Bakırhan: Komisyon barışa uygun düzenlemeleri yapmalıdır

DEM PARTİ Eş Genel Başkanı Tuncer Bakırhan, emek ve demokrasi güçlerinin Urfa’da düzenlediği 1 Eylül Dünya Barış Günü Mitingine katıldı. Bakırhan, burada yaptığı konuşmada şunları söyledi:
Değerli Urfalı hemşerilerim, yoldaşlarım, güneşin doğduğu kent. O güneşin bugün sadece bölgeyi değil, Ortadoğu’yu, Türkiye’yi, dünyayı aydınlattığı onurlu kentin yiğit evlatları, hepinizi saygıyla selamlıyorum. 1 Eylül Dünya Barış Günü hepimize, ezilen halklara, emekçilere, kadınlara hayırlı olsun. Konuşmama başlamadan önce Muhsin Melik’i, İbrahim Ayhan’ı, Feridun Yazar ve adını buradan sayamadığım binlerce yol arkadaşımı rahmet, minnet ve saygıyla anıyorum. 1 Eylül’de onurlu Urfa halkının önünden bir kez daha onlara sözümüzü yeniliyorum; bir gün ama bir gün mutlaka bu uğurda bedel ödeyen, emek veren, alınteri döken, bugün aramızda olmayan yoldaşların barış, demokrasi ve özgürlük bayrağını zirveye taşıyarak dalgalandıracağımızın sözünü veriyorum. Değerli halkımız yine sizin yiğit yoldaşınız, kardeşiniz Ayşe Gökkan ve Leyla Güven şahsında Selahattinler, Figenler şahsında bugün aramızda olmayan, dört duvar arasında yüreği bizimle atan barış ve demokrasi mücadelesinin neferlerini de, siyasi tutsakları da saygıyla, sevgiyle selamlıyorum. Urfa’dan cezaevlerine selam ve sevgilerimizi gönderiyorum.

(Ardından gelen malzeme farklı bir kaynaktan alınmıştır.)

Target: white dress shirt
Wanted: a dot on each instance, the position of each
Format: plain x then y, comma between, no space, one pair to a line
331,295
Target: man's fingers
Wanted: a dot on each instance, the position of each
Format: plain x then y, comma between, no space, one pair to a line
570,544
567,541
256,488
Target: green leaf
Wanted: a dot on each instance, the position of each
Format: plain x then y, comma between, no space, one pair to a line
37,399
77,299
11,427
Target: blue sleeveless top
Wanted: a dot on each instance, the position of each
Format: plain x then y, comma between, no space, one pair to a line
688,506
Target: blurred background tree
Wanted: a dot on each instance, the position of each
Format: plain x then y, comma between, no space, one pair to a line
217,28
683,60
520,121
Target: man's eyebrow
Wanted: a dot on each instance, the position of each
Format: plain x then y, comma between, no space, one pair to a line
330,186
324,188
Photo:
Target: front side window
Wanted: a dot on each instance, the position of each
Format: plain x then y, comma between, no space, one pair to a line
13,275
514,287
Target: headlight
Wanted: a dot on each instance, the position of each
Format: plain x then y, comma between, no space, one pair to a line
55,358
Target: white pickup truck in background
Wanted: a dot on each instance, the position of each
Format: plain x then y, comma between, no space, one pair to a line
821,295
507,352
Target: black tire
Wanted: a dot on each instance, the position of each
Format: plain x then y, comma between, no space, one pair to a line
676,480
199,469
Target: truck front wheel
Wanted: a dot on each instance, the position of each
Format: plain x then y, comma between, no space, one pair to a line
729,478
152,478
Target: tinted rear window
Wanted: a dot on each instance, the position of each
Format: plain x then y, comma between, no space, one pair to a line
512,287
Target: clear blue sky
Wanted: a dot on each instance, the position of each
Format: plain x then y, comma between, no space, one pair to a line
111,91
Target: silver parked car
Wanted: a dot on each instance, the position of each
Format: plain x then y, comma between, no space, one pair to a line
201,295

Sayın Öcalan Barış ve Demokratik Toplum Çağrısını yaparak umutsuzluğu dağıttı
Evet zor bir ayın içindeyiz. Zor günlerden geçiyoruz ama bir o kadar da umutluyuz. Çünkü bu topraklarda doğan Sayın Öcalan Barış ve Demokratik Toplum Çağrısını yaparak umutsuzluğu dağıttı. Bu ülkede yeniden gençlerin, kadınların, Kürtlerin, Alevilerin, ezilenlerin önümüz günlere umutla bakması için büyük bir sorumluluk aldı. Şimdi bizler Riha, Amed, Siirtliler olarak, Türkiye'de yaşayan emekçiler, yoksullar ve ezilenler olarak Sayın Öcalan'ın açmış olduğu demokrasi, barış ve özgürlük kapısından geçerek bu ülkede bir daha Kürtlerin yok sayılmadığı, Alevilerin eşit yurttaş olduğu, kadınların katledilmediği, çevrenin ranta peşkeş çekilmediği, gençlerimizin umutlarını büyüttüğü ve insanca yaşadıkları bir Türkiye yaratmak için daha fazla mücadele etmeliyiz. Var mısınız? Sayın Öcalan'ın araladığı bu kapıdan yoldaşça, dostça, omuz omuza mücadele ederek demokratik bir Türkiye yaratmaya Urfa halkı var mıdır?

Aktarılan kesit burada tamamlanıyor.